Certa vez fiquei costurando até 4h. os figurinos do Gato por Lebre, foi ótimo. Mas no dia seguinte a vizinha veio reclamar do barulho.
Poderia alugar uma sala. Grande sonho. Talvez faça isso um dia. Por enquanto estou me virando com a economia.

O que consola, é que tudo isso terá um fim.
Pode parecer meio deprê. Mas é a real. Tudo acaba debaixo da terra.
Assim, eu me esforço, mas não até o ponto de me matar, entende?
Fico maneiro, na maciota, sem pressão.
Deixa que me matem. Não vou contribuir procurando as balas no meio do tiroteio.

Hoje posso estar aquecido pela inspiração de uma idéia maravilhosa de um espetáculo. Amanhã por alguma razão que não desejo invocar, tudo isso perderá o sentido e tranquilamente porei fogo, o mais serenamente que for capaz.

Na passagem do ano ouvi uma história maravilhosa, um precedente na família.
Na minha família ouvi poucas histórias inspiradoras, poucos atos de rebeldia. Rupturas. Os relatos eram sempre de bom comportamento, atitudes corretas, não direi exemplares porque para mim exemplar não é o que chamam de bom exemplo.
Enfim. Uma tia contou como sua irmã havia morrido. Uma vez eu vi foto de uma menina, dessa irmã-tia, ninguém contou muito detalhe e essa era a atitude normal. Para as crianças, não havia muita explicação, mas havia muita ordem e mando; o que fazia da desobediência um colorido natural a esse modo de vida frustrante.
Eram pequenas as tias, muitas irmãs, minha mãe, e os dois irmãos. Moravam em Marília-SP, num sítio. E a irmã-tia começou com uma dor de cabeça que evoluiu para algo pior. Meu avô lutou muito para buscar a cura da filha. Levou-a até São Paulo para uma cirurgia no cérebro. Mas voltou com a filha apenas para vê-la morrer em casa.
Um fenômeno comum na zona rural, é o surgimento de floradas acidentais. De alguma maneira, flores aparecem, sem semeadura planejada; e disseminam, cobrindo grandes extensões da propriedade. É agradável, maravilhoso de se ver. E quando a tia morreu, abriram-se crisântemos brancos por toda a propriedade. Lindos crisântemos. É uma flor que representa a pureza e a casa Imperial do Japão. Mas para meu avô aquilo foi aviltante. Ele tomou a enxada e derrubou todos os crisântemos e jamais deixou alguma flor crescer no sítio, enquanto esteve ali.

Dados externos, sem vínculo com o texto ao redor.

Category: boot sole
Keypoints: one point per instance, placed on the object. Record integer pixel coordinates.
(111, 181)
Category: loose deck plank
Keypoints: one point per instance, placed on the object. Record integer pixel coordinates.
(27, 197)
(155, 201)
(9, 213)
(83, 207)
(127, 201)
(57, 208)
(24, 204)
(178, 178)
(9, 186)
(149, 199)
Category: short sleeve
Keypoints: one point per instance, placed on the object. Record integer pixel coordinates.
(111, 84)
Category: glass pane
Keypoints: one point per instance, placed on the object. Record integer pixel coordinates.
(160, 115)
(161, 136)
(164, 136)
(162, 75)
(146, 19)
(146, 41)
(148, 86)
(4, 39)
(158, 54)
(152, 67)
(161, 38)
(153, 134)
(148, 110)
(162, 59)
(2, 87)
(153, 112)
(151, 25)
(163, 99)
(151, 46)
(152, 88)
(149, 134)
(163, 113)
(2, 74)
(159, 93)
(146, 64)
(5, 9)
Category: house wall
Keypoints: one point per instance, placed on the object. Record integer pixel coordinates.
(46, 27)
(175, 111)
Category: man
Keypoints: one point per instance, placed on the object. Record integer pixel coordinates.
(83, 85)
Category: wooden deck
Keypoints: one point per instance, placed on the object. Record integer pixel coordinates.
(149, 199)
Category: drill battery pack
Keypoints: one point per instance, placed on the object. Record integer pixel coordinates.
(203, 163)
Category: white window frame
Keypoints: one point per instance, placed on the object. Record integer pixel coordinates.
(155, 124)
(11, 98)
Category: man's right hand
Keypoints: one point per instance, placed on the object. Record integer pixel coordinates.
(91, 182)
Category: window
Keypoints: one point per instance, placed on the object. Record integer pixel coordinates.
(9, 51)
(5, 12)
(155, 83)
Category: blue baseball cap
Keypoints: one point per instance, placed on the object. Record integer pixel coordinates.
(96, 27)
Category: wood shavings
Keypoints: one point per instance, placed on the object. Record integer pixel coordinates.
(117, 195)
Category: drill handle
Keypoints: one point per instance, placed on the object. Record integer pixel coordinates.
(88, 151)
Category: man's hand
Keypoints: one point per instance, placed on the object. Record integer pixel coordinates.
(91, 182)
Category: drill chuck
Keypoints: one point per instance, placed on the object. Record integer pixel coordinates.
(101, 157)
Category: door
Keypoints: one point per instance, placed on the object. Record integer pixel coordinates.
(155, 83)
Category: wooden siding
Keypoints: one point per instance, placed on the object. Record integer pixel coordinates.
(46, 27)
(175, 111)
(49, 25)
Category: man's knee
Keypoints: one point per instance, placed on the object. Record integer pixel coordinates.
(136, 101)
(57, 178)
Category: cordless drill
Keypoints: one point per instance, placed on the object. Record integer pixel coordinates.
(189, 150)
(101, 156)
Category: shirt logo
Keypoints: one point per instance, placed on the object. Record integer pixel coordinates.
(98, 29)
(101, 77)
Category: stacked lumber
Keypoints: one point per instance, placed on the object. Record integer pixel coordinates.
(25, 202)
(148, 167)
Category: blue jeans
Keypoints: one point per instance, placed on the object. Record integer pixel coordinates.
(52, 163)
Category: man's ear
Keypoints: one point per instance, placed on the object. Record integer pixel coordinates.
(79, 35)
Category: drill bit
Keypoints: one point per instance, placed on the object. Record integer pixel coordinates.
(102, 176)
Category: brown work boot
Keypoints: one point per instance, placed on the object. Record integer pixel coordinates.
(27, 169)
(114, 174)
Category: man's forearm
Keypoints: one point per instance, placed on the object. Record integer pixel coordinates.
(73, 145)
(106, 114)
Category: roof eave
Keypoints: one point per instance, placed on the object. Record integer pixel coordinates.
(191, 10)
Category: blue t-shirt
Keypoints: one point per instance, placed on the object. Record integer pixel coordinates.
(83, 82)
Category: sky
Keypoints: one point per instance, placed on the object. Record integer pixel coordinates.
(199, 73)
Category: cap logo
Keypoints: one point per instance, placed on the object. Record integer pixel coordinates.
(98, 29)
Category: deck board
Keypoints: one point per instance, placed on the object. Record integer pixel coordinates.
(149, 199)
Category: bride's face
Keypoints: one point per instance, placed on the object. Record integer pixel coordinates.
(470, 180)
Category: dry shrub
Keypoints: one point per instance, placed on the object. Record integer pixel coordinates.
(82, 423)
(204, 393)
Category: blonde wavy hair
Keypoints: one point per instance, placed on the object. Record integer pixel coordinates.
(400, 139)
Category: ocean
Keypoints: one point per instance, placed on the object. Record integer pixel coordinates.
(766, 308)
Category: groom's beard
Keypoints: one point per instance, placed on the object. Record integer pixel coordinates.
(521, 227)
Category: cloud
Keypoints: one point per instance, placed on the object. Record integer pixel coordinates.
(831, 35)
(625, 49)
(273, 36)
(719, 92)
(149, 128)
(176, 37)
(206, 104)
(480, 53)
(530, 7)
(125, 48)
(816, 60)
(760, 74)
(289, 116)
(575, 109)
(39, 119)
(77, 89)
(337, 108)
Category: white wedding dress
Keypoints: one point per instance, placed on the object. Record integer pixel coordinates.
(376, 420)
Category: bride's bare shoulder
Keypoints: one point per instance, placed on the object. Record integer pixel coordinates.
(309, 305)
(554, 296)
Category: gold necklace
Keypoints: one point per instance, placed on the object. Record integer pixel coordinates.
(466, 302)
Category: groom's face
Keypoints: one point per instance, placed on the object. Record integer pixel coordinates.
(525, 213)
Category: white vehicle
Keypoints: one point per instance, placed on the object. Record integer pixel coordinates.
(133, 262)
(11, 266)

Nas minhas famílias (pai/mãe) não há personalidades históricas, militares, políticas ou artísticas. Durante muito tempo pesquisei se havia algum samurai ou lutador de karatê. Um tio bêbado dizia que havia um arqueiro muito famoso, mas talvez fosse de outra família, um nome semelhante tipo João da Silva, famoso arqueiro samurai, manja?
Mas no anonimato é que ocorrem as mais fascinantes histórias. São aquelas que as famílias se envengonham de expor que mais inspiram a ir em frente. É a experiência dolorosa, o erro, o deslize, o equívoco que aponta para a humanidade.
Tais como a história desse mesmo avô matador de crisântemos que sequestrou minha avó, porque os irmãos não admitiam o casamento deles. Porque meu avô era um pé rapado. E porque apesar de, e mesmo assim, grávida, a família da avó não iria ceder. Então... então não sei de mais nada, porque não me contaram as lacunas em branco.

quinta-feira, fevereiro 05, 2009

SOBRE OS PÉS

Já mostrei as cabeças e as mãos dos meus fantoches.
Agora estou fazendo os pés.
Havia cortado a madeira em dezembro de 2008.


Iria aproveitar os feriados, na casa do meu sogro, onde terminaria as esculturas dos pés.
Mas o clima não estava bom, afinal, sogro tem aquela indisposição típica de sogro; aquela coisa de que "você roubou minha filha". Claro que ele não diz, mas dá para sentir...
Pensei então trabalhar na casa do meu pai, mas também o clima não estava dos melhores. e não havia uma morsa ou torno como soi dizer da ferramenta nos balcões alusivos.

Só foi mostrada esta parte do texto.